La Dirigente Scolastica dell’IIS “Tulliano” di Arpino, avv. Paola Materiale, riporta alcune considerazioni che invitano alla riflessione relativamente il messaggio del testo in latino sottoposto agli alunni partecipanti della 44esima edizione del Certamen Ciceronianum Arpinas.
Ricordiamo che il Certamen è una competizione internazionale sulla lingua latina, alla quale possono aderire gli studenti di tutto il mondo che frequentano l’ultimo anno dei licei classici e dei licei scientifici. L’edizione 2025 ha visto oltre 260 ragazzi, provenienti da 13 nazioni europee, che nella mattinata di ieri, venerdì 9 maggio, presso i locali dell’Istituto d’Istruzione Superiore “Tulliano” in via Aquila Romana, nel pieno centro della città di Arpino, si sono “sfidati” nella traduzione e commento di un passo di Cicerone.

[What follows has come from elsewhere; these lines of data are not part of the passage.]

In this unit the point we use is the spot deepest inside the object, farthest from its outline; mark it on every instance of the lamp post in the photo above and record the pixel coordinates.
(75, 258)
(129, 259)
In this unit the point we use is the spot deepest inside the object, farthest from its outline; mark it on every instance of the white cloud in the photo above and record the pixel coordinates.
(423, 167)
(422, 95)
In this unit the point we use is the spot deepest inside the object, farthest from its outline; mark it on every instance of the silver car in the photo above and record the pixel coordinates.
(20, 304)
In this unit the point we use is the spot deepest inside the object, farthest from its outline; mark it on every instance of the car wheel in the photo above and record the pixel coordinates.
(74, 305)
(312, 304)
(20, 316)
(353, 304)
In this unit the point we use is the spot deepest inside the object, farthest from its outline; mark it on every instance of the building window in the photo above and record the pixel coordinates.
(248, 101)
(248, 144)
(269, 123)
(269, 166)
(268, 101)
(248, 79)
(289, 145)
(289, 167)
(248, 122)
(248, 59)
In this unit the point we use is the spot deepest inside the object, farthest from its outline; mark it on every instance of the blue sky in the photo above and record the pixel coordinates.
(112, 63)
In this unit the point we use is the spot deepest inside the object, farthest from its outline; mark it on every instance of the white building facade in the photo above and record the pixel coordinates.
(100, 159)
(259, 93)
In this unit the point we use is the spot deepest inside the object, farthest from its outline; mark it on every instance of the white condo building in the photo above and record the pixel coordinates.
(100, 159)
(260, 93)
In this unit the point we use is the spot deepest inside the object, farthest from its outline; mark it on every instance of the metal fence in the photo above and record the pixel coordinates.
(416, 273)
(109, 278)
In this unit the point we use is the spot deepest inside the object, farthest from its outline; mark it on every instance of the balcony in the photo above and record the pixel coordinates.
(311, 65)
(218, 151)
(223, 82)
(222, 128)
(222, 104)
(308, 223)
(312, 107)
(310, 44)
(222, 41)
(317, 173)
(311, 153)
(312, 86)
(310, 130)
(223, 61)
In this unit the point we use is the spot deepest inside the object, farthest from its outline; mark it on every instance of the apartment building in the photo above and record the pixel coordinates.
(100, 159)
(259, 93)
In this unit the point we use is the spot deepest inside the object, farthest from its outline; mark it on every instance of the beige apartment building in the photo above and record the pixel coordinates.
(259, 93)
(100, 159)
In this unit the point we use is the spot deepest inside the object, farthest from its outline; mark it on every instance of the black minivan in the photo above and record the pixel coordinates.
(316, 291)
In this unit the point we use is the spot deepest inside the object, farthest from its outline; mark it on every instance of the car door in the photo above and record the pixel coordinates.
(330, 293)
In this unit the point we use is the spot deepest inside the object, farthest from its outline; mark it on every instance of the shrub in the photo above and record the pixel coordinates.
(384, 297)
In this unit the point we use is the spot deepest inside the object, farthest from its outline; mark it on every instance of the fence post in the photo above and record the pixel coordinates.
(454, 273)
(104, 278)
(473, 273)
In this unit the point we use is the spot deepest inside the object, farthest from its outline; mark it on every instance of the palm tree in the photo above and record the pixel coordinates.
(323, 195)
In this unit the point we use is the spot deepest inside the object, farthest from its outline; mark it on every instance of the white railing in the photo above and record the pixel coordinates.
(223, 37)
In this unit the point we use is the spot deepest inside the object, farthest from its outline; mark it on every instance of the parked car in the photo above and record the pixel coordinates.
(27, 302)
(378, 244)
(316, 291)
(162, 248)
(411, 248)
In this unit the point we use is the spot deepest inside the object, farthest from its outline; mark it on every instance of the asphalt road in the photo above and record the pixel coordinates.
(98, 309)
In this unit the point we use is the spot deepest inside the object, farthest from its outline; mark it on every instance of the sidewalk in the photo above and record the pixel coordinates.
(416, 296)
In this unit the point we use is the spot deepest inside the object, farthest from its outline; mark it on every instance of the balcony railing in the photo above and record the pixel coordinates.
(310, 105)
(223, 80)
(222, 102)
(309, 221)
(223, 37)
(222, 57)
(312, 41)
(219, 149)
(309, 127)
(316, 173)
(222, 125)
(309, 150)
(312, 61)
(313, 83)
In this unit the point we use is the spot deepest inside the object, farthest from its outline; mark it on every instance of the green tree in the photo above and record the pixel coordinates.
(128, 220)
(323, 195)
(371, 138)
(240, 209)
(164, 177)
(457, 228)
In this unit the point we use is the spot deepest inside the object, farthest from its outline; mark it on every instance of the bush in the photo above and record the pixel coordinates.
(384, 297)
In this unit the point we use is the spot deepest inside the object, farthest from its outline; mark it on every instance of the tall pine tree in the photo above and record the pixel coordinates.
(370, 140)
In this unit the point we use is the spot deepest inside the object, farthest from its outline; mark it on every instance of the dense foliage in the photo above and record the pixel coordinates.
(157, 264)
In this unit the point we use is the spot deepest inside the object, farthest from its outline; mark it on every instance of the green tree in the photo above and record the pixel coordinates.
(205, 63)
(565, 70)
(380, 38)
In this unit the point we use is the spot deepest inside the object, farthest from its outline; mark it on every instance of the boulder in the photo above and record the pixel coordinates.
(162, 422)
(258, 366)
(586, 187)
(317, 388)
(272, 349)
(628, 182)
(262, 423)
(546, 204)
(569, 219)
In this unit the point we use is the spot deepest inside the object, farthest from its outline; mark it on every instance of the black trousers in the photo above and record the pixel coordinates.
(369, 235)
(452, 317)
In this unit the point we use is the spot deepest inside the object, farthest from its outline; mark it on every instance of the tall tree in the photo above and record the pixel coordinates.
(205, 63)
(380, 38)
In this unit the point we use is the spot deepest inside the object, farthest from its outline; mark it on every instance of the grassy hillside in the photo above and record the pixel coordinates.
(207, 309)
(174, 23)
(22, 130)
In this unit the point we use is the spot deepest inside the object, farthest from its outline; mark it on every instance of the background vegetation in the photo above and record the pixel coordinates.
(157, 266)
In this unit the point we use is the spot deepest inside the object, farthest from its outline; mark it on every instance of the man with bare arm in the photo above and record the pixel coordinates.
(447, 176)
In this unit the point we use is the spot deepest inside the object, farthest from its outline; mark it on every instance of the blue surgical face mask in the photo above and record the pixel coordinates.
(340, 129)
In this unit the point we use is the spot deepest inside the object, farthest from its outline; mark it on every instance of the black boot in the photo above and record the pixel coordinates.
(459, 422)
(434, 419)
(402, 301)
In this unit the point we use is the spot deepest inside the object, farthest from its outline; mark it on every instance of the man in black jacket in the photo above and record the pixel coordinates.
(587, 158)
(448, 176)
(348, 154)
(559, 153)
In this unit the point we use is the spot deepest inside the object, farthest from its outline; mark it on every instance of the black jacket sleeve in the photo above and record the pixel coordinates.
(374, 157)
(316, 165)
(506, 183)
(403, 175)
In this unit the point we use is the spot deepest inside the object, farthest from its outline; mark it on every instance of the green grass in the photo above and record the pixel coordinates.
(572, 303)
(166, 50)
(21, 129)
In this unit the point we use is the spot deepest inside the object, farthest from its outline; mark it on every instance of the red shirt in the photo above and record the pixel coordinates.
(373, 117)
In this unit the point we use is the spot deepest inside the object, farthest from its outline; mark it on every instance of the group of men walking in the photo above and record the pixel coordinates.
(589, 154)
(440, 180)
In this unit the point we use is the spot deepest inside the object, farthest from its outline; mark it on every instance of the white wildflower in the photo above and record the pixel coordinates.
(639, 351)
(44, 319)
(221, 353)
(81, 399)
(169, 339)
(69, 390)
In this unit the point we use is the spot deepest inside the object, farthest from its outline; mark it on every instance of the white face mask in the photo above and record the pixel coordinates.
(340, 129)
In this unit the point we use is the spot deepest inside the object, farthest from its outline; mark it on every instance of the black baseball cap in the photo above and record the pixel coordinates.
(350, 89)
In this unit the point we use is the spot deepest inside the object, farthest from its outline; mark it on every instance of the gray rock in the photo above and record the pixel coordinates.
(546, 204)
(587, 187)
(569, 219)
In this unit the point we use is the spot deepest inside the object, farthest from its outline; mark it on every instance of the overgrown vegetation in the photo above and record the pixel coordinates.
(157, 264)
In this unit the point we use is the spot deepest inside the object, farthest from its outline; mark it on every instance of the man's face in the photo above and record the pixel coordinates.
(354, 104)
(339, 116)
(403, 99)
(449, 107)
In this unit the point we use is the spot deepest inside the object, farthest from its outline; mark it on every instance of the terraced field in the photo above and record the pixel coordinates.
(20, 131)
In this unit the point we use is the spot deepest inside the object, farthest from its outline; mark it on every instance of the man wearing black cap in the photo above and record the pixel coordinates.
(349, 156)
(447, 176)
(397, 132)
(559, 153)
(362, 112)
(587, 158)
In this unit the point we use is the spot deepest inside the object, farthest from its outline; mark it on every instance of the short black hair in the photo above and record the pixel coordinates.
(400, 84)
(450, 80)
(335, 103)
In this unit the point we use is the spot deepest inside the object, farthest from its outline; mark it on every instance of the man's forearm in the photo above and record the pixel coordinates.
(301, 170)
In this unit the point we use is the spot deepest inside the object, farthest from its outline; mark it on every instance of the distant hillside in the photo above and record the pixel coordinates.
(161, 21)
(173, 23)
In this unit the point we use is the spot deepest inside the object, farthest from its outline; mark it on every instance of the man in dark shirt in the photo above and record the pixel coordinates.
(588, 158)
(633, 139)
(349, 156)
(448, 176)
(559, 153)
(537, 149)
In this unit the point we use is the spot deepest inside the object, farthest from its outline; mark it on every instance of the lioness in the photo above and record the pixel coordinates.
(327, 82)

Di seguito la nota della DS Paola Materiale: «Come sempre, ricco di spunti di riflessione sulla vita, il brano di Cicerone sottoposto ai partecipanti in Arpino al Certamen 2025: L’amicizia tra i boni viri è fondamento di umanità (Laelius, 22-23). Nel fervore della lotta politica contro Antonio, il vecchio consolare chiama a raccolta tutti i boni viri superstiti in nome di quell’ideale di amicizia che aveva animato gli uomini eminenti del circolo scipionico. Nella pagina tratta dal Laelius, Cicerone esprime con calore e con passione tutta la sua convinzione sulla necessità di poter contare su un amico, che non solo può godere con te nella prosperità, ma che può addirittura soffrire più di te nella sventura. Il bene dell’amicizia si distingue da tutti gli altri beni cui l’uomo aspira, perché esso è sempre a portata di mano, sempre pronto a soccorrerci, fino ad essere assolutamente indispensabile alla nostra vita, come lo sono l’acqua ed il fuoco, che non
possono e non devono mai mancare. Nel vero amico vediamo rispecchiati noi stessi.
Il passo scelto si chiude con gli elogi dei miracolosi benefici dell’amicizia. Se è vero che i due amici formano una persona ed un’anima sola, ne deriva che l’uno può sempre contare sull’altro, in ogni evenienza, addirittura anche quando l’amico non c’è più: Quocirca et absentes adsunt et egentes abundant et imbecilli valent et, – quod difficilius dictu est -, mortui vivunt: ecco perché (gli amici) sono presenti anche quando non ci sono, sono ricchi anche quando sono diseredati, sono forti anche quando sono deboli e, cosa più ardua ad affermarsi, sopravvivono anche dopo la morte.
In questo inno all’amicizia non è azzardato scorgere un’accorata e nascosta invocazione di Cicerone ad allontanare le nubi che si addensavano sempre più minacciose sulla sua testa, ormai a pochi mesi dalla sua tragica fine del 7 dicembre del 43 in quel di Formia ad opera dei sicari di Antonio. È l’amarezza dell’uomo e del politico, che nei momenti difficili, da capo dello stato, ha salvato Roma da Catilina e che ora si sente sempre più solo, abbandonato da tutti e senza amici. È questo il tragico destino anche degli uomini influenti del nostro tempo, quando escono di scena e perdono il favore di chi prima li osannava».